Читать «Рассказы о литературе» онлайн - страница 158

Бенедикт Михайлович Сарнов

А ведь то, что сказано здесь о «бедном молодом человеке», имеет самое непосредственное отношение и к нам с вами, к читателям гоголевской «Шинели»!

Переживая драму чиновника Башмачкина, такого далекого от нас и по времени и по своей сущности, мы невольно задумываемся и о себе, о своих отношениях с людьми, о своей вине перед ними.

«Я брат твой» — такие слова звенели для бывшего обидчика Акакия Акакиевича в его несмелой жалобе. Того же Гоголь хотел и от нас. Да и не только Гоголь. Нет, совсем не зря Проспер Мериме заставил своего Мержи совершить страшную оплошность: застрелить своего родного брата Жоржа. Ведь, в сущности, какая разница, кого из католиков убьет Мержи, своего ли брата или кого-то, не состоящего с ним в родстве? Ведь и тот, другой, — тоже чей-нибудь брат, у него так же бьется сердце, как у Жоржа, и о нем так же будут тосковать его родные.

Личная трагедия братоубийцы Мержи открыла для нас трагедию общую: ради фанатических предрассудков гибнут люди, которые могли бы жить в мире, быть братьями друг другу...

Вот какие мысли приходят при чтении Проспера Мериме или Николая Васильевича Гоголя. Мысли нелегкие, неспокойные, будоражащие душу.

Но ведь и Дюма и тем более О. Генри, как мы уже говорили, привлекают нас не только увлекательными приключениями, не только острыми поворотами сюжета. (Хотя эти свойства книг Дюма и О. Генри тоже приманивают к ним читательские сердца.)

Дюма пробуждает в наших сердцах восхищение благородством, бескорыстием, бесшабашной удалью своих героев. Сыщик, позволивший ускользнуть Джимми Валентайну, восхищает нас своим великодушием. Конечно, люди редко так поступают в жизни.

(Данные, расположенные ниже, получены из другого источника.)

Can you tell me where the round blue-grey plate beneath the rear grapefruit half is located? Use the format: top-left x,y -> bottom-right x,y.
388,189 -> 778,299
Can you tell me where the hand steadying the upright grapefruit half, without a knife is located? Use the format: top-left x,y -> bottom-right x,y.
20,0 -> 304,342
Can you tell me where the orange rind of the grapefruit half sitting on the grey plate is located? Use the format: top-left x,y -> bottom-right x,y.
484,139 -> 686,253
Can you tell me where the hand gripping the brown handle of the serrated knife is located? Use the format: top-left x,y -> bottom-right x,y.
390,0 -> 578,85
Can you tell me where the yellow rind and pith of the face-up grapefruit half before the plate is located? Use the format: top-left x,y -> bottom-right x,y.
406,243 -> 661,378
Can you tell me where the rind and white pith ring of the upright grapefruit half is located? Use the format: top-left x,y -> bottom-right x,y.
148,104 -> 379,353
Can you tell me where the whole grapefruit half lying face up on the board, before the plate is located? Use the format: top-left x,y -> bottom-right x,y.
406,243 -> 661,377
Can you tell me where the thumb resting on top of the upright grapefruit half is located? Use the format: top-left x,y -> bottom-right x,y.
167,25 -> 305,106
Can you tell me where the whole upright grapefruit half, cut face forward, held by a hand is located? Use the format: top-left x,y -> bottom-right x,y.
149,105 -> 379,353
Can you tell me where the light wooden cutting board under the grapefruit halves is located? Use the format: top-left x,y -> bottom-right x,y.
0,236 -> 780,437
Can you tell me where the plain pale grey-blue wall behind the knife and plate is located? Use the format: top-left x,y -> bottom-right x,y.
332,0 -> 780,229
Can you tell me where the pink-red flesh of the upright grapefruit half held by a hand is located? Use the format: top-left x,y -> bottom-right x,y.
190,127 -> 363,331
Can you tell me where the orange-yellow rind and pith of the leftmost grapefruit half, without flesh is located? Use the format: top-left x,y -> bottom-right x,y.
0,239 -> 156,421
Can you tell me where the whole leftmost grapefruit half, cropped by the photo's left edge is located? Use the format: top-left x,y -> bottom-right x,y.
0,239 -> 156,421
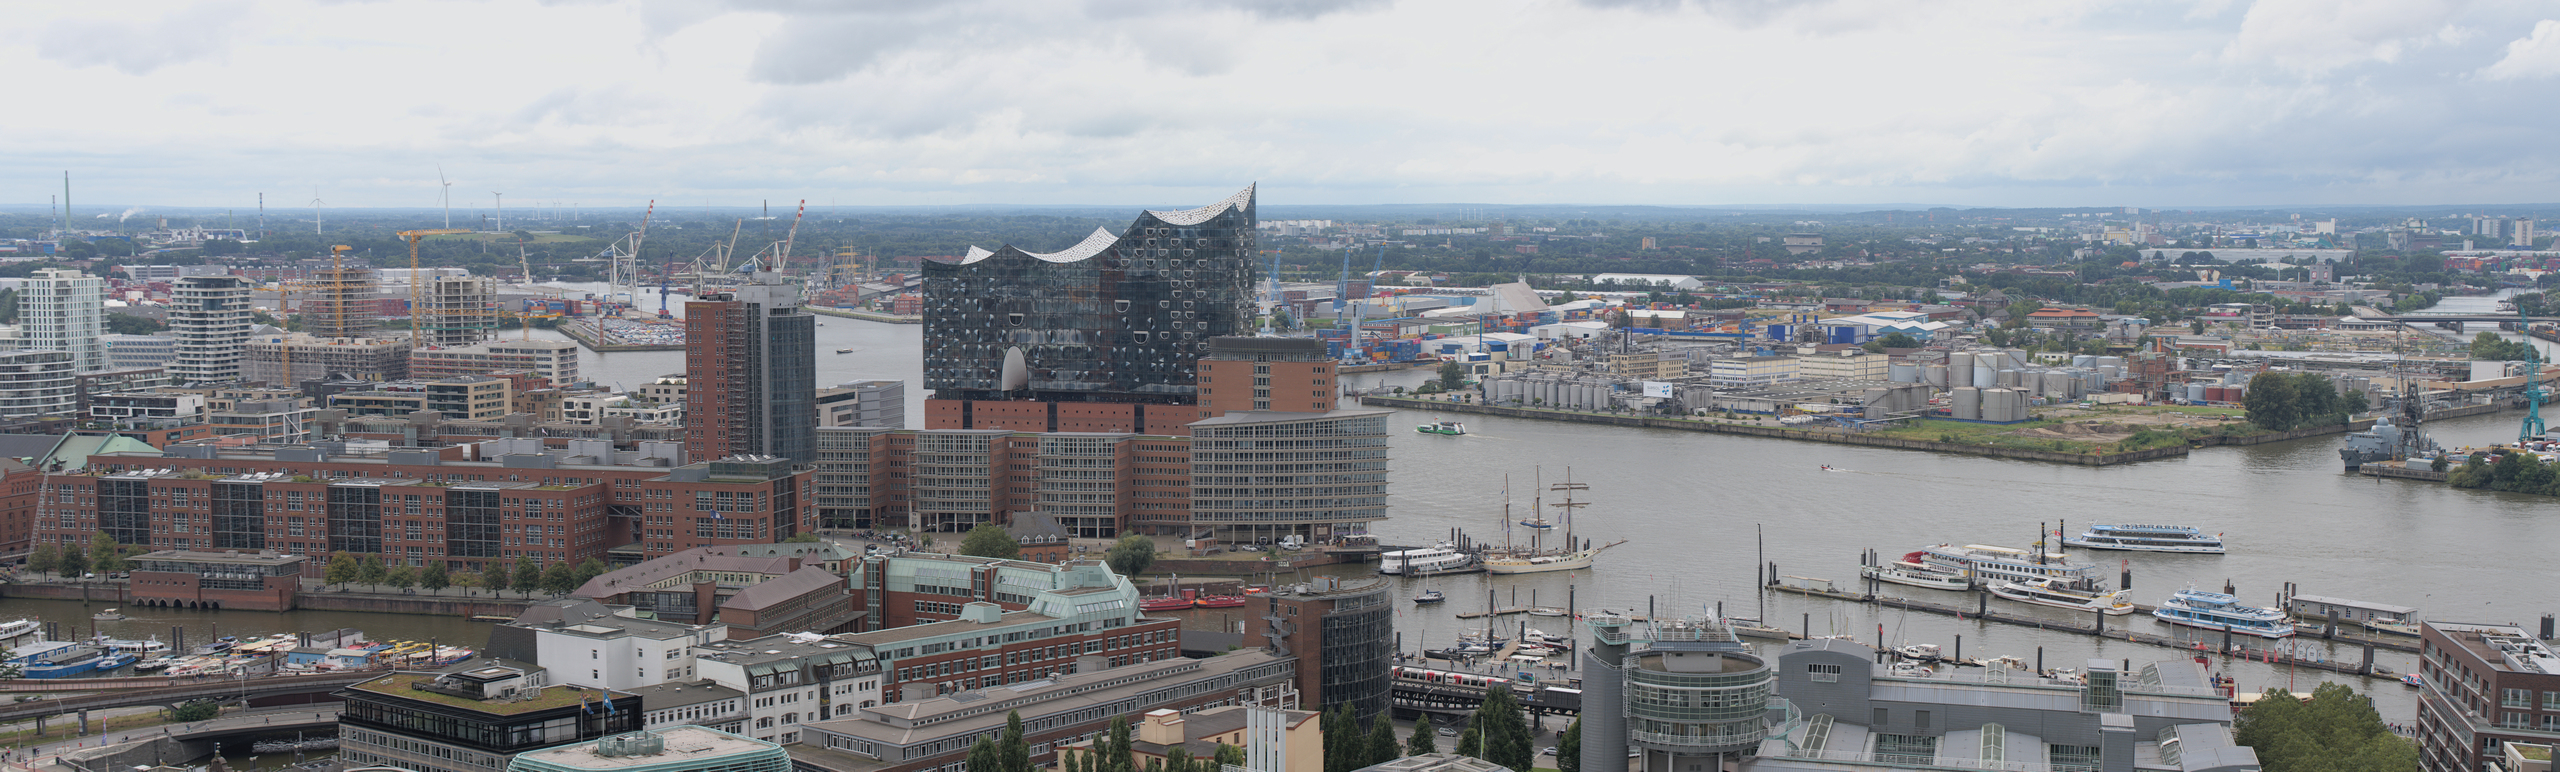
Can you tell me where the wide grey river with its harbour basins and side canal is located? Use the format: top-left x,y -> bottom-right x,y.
15,291 -> 2560,723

Но разве плохо было бы, если бы они так поступали почаще?

Горький рассказывает в своей повести «В людях» о том, как много он прочел в юности разных французских романов о «красивой жизни, полной безумных подвигов, пурпурового благородства, сказочных удач». И о том, как он на всю жизнь остался благодарен этим книгам:

«Рокамболь учил меня быть стойким, не поддаваться силе обстоятельств, герои Дюма внушали желание отдать себя какому-то важному, великому делу».

Как видите, Горький был благодарен книгам Дюма не только за полученное удовольствие, не только за счастливые минуты отдыха.

Ну, а если бы даже он был им благодарен только за это? Разве этого мало? Вот ведь и Чарлз Дарвин не постеснялся открыто сказать, что ищет в литературе лишь «успокоения и удовольствия».

Так почему же тогда мы так уверенно согласились с Эмилем Золя, который считал, что романы Дюма даже сравнивать нельзя с книгами Мериме, Стендаля, Бальзака? Почему так решительно заявили, что Гоголь выше, чем О. Генри?